Personally, I'd just move this check out of the lambda and into the code which invokes it.

JDevlieghere marked 2 inline comments as done.

Address code review feedback.

JDevlieghere added inline comments.Oct 7 2019, 1:43 PM
lldb/source/Plugins/ObjectFile/Mach-O/ObjectFileMachO.cpp
3695

Given that you need is_debug all throughout the parsing code I'm not convinced that'd be an improvement. Either you'd have to compute it twice or you'd have to pass it in which case you still have the extra argument.

aprantl added inline comments.Oct 7 2019, 2:58 PM
lldb/source/Plugins/ObjectFile/Mach-O/ObjectFileMachO.cpp
3736

because of the early exit above — isn't this either always true or always false?

4477

reserve symtab_load_command.nsyms elements?

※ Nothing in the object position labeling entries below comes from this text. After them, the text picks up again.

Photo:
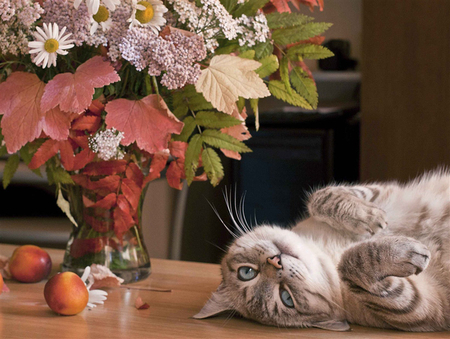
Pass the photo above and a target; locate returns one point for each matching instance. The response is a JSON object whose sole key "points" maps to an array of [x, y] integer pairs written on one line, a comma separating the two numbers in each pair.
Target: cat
{"points": [[374, 255]]}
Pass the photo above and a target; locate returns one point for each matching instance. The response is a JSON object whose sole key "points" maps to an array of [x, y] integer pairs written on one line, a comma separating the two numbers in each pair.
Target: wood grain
{"points": [[405, 102], [24, 313]]}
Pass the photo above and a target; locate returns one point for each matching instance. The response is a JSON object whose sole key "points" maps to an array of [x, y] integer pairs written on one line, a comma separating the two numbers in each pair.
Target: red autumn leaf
{"points": [[57, 124], [105, 167], [132, 192], [140, 305], [108, 184], [47, 150], [96, 107], [122, 217], [20, 97], [133, 172], [73, 92], [107, 202], [159, 162], [239, 132], [175, 174], [178, 149], [67, 156], [82, 159], [148, 121], [89, 123]]}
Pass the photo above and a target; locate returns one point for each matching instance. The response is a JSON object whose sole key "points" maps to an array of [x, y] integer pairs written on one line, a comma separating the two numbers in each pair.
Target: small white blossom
{"points": [[49, 42], [106, 144]]}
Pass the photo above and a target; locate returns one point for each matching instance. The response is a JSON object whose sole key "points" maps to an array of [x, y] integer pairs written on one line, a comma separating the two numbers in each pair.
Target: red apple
{"points": [[66, 294], [29, 264]]}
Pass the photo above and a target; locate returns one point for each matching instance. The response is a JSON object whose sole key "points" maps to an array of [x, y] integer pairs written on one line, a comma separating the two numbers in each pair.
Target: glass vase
{"points": [[108, 230]]}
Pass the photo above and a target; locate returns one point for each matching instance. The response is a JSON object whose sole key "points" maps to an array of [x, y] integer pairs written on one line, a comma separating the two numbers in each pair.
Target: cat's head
{"points": [[275, 277]]}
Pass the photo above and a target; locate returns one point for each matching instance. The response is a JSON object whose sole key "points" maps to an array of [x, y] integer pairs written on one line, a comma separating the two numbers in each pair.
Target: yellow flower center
{"points": [[102, 14], [51, 45], [146, 15]]}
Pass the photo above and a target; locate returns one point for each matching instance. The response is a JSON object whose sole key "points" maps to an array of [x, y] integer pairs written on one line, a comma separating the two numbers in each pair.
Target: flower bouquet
{"points": [[106, 94]]}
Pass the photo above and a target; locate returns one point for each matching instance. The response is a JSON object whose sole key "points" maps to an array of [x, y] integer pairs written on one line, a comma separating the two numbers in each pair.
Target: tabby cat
{"points": [[374, 255]]}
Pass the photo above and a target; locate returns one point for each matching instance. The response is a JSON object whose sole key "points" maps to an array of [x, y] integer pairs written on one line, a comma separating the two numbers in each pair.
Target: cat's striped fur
{"points": [[357, 258]]}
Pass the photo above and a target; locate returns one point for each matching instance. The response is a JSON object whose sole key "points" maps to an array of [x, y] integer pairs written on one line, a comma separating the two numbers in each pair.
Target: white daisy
{"points": [[49, 42], [93, 5], [148, 14], [95, 296], [102, 18]]}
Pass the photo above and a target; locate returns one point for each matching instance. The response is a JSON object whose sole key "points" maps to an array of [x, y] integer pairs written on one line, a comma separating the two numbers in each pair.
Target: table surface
{"points": [[24, 313]]}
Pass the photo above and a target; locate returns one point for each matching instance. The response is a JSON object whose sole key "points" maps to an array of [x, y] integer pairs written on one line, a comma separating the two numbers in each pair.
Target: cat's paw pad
{"points": [[409, 257]]}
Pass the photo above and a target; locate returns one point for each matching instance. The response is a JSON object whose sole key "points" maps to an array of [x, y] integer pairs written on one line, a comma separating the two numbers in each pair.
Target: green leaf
{"points": [[61, 176], [249, 8], [308, 51], [285, 36], [220, 140], [218, 120], [187, 99], [268, 66], [250, 54], [263, 50], [284, 74], [282, 20], [226, 49], [255, 108], [212, 165], [189, 126], [305, 86], [10, 168], [279, 91], [192, 156]]}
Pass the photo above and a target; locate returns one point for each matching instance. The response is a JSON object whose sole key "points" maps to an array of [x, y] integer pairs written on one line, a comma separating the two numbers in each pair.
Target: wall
{"points": [[406, 88]]}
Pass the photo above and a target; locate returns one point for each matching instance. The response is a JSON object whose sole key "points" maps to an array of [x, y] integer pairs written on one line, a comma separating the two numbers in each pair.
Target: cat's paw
{"points": [[408, 257]]}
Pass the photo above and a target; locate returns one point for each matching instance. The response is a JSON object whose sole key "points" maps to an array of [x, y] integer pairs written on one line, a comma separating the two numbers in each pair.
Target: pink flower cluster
{"points": [[174, 55]]}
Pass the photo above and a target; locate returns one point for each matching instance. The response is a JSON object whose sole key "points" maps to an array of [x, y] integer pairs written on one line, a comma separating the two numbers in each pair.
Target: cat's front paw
{"points": [[408, 257]]}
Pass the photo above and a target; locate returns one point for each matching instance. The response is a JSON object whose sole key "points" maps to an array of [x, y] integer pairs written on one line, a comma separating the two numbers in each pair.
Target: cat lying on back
{"points": [[374, 255]]}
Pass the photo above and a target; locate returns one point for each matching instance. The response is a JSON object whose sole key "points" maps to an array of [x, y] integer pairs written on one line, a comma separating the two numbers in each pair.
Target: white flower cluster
{"points": [[106, 144], [174, 55], [17, 17], [213, 22], [252, 30]]}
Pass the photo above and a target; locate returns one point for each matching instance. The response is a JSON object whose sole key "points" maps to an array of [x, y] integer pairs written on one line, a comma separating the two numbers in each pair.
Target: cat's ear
{"points": [[332, 325], [216, 304]]}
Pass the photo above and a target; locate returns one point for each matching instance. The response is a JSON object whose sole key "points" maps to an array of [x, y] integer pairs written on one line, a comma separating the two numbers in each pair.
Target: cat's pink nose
{"points": [[275, 261]]}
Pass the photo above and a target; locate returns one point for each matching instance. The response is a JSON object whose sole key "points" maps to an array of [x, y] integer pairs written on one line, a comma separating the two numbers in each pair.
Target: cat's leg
{"points": [[381, 274], [355, 209]]}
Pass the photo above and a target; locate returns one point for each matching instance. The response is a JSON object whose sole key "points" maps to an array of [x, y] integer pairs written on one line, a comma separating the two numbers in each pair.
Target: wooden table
{"points": [[24, 313]]}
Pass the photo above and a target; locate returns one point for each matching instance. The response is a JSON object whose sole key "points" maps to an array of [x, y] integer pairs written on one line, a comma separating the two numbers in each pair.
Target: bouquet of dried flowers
{"points": [[105, 94]]}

aprantl added inline comments.Oct 7 2019, 3:11 PM
lldb/source/Plugins/ObjectFile/Mach-O/ObjectFileMachO.cpp
3736

Never mind, I thought the RHS above was the enum, but it's actually the parameter.

JDevlieghere marked 2 inline comments as done.

Code review feedback Adrian.

aprantl accepted this revision.Oct 7 2019, 4:23 PM
This revision is now accepted and ready to land.Oct 7 2019, 4:23 PM
This revision was automatically updated to reflect the committed changes.